Written evidence submitted by Amanda Pike



Algorithm transparency and teacher predictions


-          Make clear that the algorithm (simply a set of instructions) did not rely on CAGs or any student details, or postcode bias but merely tried to apply the same distribution of grades to students based on their school’s prior performance. A students ranking (not within a class but within a cohort (240 possible!) was crucial. A model of this sort was the ONLY sensible thing you could do given the inflation of grades that many teachers had applied…40% we are to believe! It turns out that this would clearly be unfair on able students within a poorly performing school cohort and frankly the outcomes should have been predicted by schools themselves. It was not biased explicitly at all. (If there were on average 4 A*s in recent years and you were ranked 5th you may have just missed it and could possibly prepare for that!) It would seem that the impact of downgrading was very harsh for some students and this impact should have been calculated , reviewed and possibly refined to avoid so many shock Us. There was plenty of time to do this. And it seems other contributors to your written evidence have described their frustrations that Ofqual did not do this.



Transparency for students, parents and teachers


-          Make it a requirement by law that ALL schools/ colleges offering A levels, BTECS  etc display a fixed format table for subject grade details for the past 3 years minimum on websites and prospectuses.


Improve teaching standards


                We have learned and generally agree that mock exam results could not have been used as an alternative option for grading for many reasons, some of which I describe in detail in my prior correspondence.  They are not standardised within or across schools. Instead of the Ofsted inspections focusing on intangibles such as subjective opinions on lesson observations etc demand that they focus on data. Inspect records of mock exams, content, planning, timing, quality, etc. I would certainly be able to grade a school on detailed evidence of mock exams. Frankly they must have been the main tool by which schools did any kind of ranking, especially with large numbers of students.


-          Assessments which are used for grade predictions need to be standardised in some manner and I am certain that parents and good schools would welcome this as a focus for Ofsted inspections.


Focus more on subject knowledge, assessment (and marking) quality.


                The government is clearly under some attack given the way this situation was handled.
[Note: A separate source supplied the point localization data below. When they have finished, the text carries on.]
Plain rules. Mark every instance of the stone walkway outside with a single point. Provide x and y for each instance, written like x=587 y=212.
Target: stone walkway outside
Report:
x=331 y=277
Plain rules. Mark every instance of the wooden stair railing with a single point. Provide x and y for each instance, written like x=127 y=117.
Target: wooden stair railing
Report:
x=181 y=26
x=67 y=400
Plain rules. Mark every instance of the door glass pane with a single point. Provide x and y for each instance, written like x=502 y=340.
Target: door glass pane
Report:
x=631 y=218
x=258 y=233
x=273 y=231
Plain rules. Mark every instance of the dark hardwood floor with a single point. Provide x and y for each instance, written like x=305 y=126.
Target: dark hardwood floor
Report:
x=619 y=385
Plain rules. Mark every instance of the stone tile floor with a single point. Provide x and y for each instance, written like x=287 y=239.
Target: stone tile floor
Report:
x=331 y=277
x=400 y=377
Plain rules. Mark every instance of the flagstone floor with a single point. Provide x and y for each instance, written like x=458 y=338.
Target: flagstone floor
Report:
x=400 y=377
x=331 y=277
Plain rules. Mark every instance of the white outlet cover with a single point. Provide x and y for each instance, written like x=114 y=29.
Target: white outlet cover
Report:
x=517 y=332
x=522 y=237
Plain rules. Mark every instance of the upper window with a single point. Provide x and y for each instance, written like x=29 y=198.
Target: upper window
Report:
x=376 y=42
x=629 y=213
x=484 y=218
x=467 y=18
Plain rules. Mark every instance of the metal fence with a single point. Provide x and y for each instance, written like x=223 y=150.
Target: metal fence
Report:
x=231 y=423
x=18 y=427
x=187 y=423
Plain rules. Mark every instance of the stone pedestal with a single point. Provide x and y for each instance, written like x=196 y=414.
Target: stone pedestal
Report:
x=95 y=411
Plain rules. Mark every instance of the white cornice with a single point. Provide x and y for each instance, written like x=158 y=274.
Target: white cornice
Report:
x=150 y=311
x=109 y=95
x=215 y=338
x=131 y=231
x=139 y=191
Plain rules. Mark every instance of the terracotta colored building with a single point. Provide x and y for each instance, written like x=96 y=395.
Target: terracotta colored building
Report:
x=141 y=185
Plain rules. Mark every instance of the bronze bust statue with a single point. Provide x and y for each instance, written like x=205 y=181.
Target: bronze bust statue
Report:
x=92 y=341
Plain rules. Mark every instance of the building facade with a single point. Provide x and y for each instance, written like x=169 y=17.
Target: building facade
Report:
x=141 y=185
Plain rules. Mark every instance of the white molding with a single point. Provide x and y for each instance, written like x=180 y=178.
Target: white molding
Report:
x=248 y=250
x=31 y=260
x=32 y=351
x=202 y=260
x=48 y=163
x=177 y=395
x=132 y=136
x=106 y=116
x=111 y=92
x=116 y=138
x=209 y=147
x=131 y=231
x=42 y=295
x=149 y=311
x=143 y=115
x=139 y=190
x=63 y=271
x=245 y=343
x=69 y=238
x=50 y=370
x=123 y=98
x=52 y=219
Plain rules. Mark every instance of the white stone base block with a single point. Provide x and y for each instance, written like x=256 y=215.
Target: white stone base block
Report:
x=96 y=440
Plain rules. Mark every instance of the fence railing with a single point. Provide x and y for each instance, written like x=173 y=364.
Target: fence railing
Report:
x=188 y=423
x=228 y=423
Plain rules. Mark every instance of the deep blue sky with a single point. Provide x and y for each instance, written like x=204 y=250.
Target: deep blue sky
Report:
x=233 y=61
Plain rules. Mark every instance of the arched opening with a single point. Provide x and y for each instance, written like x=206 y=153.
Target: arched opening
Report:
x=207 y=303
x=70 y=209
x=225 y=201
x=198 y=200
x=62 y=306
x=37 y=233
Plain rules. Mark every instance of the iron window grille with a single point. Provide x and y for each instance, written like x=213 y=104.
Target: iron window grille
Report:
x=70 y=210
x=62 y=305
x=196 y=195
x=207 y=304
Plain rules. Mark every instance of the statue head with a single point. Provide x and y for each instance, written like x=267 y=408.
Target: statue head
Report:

I wrote to the DFE at the end of March suggesting the many issues that would be a consequence of the unreliability of teacher predictions and suggesting that robust evidence was needed.  It turns out that I was correct and that some but not all teachers can be trusted. I have seen this first hand throughout my teaching career and first-hand now as a tutor. This has to be addressed.


The inability to predict correctly is generally because you


don’t know where the student needs to be – in terms of content, challenge etc’ or


because you don’t know where they are (inadequate assessment against requirements of the course’ eg marking )


It really is that simple.


School leadership needs to know and notice that some teachers have underperformed in the past, might never have taught anyone to get an A*  etc., may have frequently predicted very optimistically for students on a regular basis and they need to deal with that issue in a supportive but firm manner. Students deserve this. You wouldn’t expect different standards in other professions.




This organisation has clearly failed to produce a workable system, probably exacerbated by poor and frankly disinterested management by the DFE. You have an even bigger challenge next year as exam students will be unprepared through no fault of their own for next year’s exams. The university cohort for 2021 entry is already being filled with deferrals and they will have even greater competition and stress.


Missed teaching for 2021 and urgent reform of the syllabus


Many students missed up to 4 months of valuable teaching time, especially for GSCE and year 12 for A level. With lockdowns continuing it is clearly going to be impossible to cover the entire syllabus for subjects completely and some have already been adjusted. Surely it is imperative that working parties decide topics that can be safely and sensibly omitted to reduce pressure on students and teachers. As we continue to experience local lockdowns and self-isolation requirements for schools and students and teachers it is clear that this situation is getting worse. Exams in 2021 are still at risk and we must certainly plan for the possibility of delayed or even missed exams. Clearly centre assessed grades must be avoided and evidence must be sought. Standards and expectations for this must be decided quickly. These decisions MUST happen before Christmas and a new mock exam season to avoid completely demoralising everyone causing even more mental health challenges.


I strongly suggest that you ensure that there are working parties that support any education decisions that involve experienced educators, teachers, university staff and senior teachers. I also think we can see that the leadership involved at Ofqual were completely inexperienced and unsuited to the task they were given. It needs a radical rethink.


The decision to cancel summer exams was a grave error of judgement. Ofqual’s lack of accountability and the DFE has contributed to the ongoing chaos. Our young people deserve to have the opportunity to show what they can achieve in a fair and evidence based education system.